Getting Up to Speed on Principles of Statistics


“If a statistical analysis is clearly shown to be effective … it gains nothing from being … principled,” according to Terry Speed in an interesting IMS article (2016) that Harry Crane tweeted about a couple of days ago [i]. Crane objects that you need principles to determine if it is effective, else it “seems that a method is effective (a la Speed) if it gives the answer you want/expect.” I suspected that what Speed was objecting to was an appeal to “principles of inference” of the type to which Neyman objected in my recent post. This turns out to be correct. Here are some excerpts from Speed’s article (emphasis is mine):

Not long ago I helped some people with the statistical analysis of their data. The approach I suggested worked reasonably well, somewhat better than the previously published approaches for dealing with that kind of data, and they were happy. But when they came to write it up, they wanted to describe our approach as principled, and I strongly objected. Why? Who doesn’t like to be seen as principled? I have several reasons for disliking this adjective, and not wanting to see it used to describe anything I do. My principal reason for feeling this way is that such statements carry the implication, typically implicit, but at times explicit, that any other approach to the task is unprincipled. I’ve had to grin and bear this slur on my integrity many times in the writings of Bayesians.

Not atypical is the following statement about probability theory in an article about Bayesian inference: that it “furnishes us with a principled and consistent framework for meaningful reasoning in the presence of uncertainty.” Not a Bayesian? Then your reasoning is likely to be unprincipled, inconsistent, and meaningless. Calling something one does “principled” makes me think of Hamlet’s mother Queen Gertrude’s comment, “The lady doth protest too much, methinks.” If a statistical analysis is clearly shown to be effective at answering the questions of interest, it gains nothing from being described as principled. And if it hasn’t been shown so, fine words are a poor substitute. In the write-up mentioned at the beginning of this piece, we compared different analyses, and so had no need to tell the reader that we were principled: our approach was shown to be effective. Of course there is the possibility that multiple approaches to the same problem are principled, and they just adhere to different principles. Indeed, one of the ironies in the fact that my collaborators want to describe our approach to the analysis of their data as principled, is that a Bayesian approach is one of the alternatives. And as we have seen, all Bayesian analyses are principled.

… I have another reason for feeling ambivalent about principles in statistics. Many years ago, people spent time debating philosophies of statistical inference; some still do. I got absorbed in it for a period in the 1970s. At that time, there was much discussion about the Sufficiency Principle and the Conditionality Principle (each coming in strong and weak versions), the Ancillarity Principle, not to mention the Weak Repeated Sampling Principle, the Invariance (Equivariance) Principle, and others, and the famous Likelihood Principle. There were examples, counter-examples, and theorems of the form “Principle A & Principle B implies Principle C”.
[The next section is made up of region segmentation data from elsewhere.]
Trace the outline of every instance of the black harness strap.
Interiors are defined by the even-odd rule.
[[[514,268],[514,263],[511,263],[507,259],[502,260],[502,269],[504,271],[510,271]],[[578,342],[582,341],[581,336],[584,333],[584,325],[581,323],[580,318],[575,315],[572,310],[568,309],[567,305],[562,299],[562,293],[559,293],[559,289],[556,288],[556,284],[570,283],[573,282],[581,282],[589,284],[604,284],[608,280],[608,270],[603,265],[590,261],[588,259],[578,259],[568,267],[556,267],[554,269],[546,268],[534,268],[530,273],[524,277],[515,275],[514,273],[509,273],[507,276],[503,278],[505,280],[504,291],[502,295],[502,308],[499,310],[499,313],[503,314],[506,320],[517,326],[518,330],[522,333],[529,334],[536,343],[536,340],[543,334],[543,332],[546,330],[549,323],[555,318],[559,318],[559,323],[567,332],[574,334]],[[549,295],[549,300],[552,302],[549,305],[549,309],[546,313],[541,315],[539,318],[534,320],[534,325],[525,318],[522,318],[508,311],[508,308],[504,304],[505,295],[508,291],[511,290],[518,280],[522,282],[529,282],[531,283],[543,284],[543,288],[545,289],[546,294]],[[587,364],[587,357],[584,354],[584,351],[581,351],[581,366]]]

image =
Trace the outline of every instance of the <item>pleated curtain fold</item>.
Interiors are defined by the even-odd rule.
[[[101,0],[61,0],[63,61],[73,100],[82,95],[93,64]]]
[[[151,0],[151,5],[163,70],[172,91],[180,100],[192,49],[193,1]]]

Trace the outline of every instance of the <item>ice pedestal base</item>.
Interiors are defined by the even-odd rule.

You might think that with so many principles of statistical inference, we’d always know what to do with the next set of data that walks in the door. But this is not so. The principles just mentioned all take as their starting point a statistical model, sometimes from a very restricted class of parametric models. Principles telling you how to get from the data and questions of interest to that point were prominent by their absence, and still are. Probability theory is little help to Bayesians when it comes to deciding on an initial probability model. Perhaps this is reasonable, as there is a difference between the philosophy of statistical inference and the art of making statistical inferences in a given context. We have lots of principles to guide us for dealing with the easy part of our analysis, but none for the hard part. While the younger me spent time on all those Principles over 40 years ago, I wouldn’t teach them today, or even recommend the discussions as worth reading.

Showing effectiveness, of course, relies on “principled”–sound and warranted–reasons for taking the analysis to satisfy given goals (e.g., that flaws and fallacies have been probed and avoided/reported, and that the problems of interest are solved to a reasonable extent). That’s what is involved in showing it to be effective as compared to different analyses. But I agree that 70’s style principles get the order wrong. Not only do they start with an assumed model, even within a statistical model they presuppose a priori standpoints about what “we really want”. Instead, any principles should be examined according to how well they promote our ability carry out and check analyses on grounds of effectiveness.

Nowadays, even most Bayesians recommend (default, non-subjective) methods that violate principles thought at one time to be sacrosanct. However, some of these old-style principles still simmer below the surface in many of today’s statistical debates and proposed reforms, so there is still a need to shine a spotlight on their unexamined assumptions. We should explain why some principles are even at odds with effective methods to solve given problems; and show the circularity of one of the most famous “theorems” of all.[ii]  It’s too bad that a certain old-fashioned conception of the philosophy of statistical inference gives “principles” a bad name [iii]. We needn’t be allergic to developing principles in the sense of effective strategies for successful inquiries. Speed seems to agree. Here’s the end of his article:

But I do think there is a demand for the principles of what I’ll call initial data analysis, an encapsulation of the knowledge and experience of statisticians in dealing with the early part of an analysis, before we fix on a model or class of models. I am often asked by non-statisticians engaged in data science how they can learn applied statistics, and I don’t have a long list of places to send them. Whether what they need can be expressed in principles is not clear, but I think it’s worth trying. My first step in this direction was taken 16 years ago, when I posted two “Hints & Prejudices” on our microarray analysis web site, namely “Always log” and “Avoid assuming normality”. I am not against principles, but I like to remember Oscar Wilde’s aphorism: “Lean on principles, one day they’ll end up giving way.” (p. 17)


[ii]Search this blog for quite a lot on the Likelihood Principle–it was one of the main topics in the first few years of this blog. Here’s a link to my article in Statistical Science.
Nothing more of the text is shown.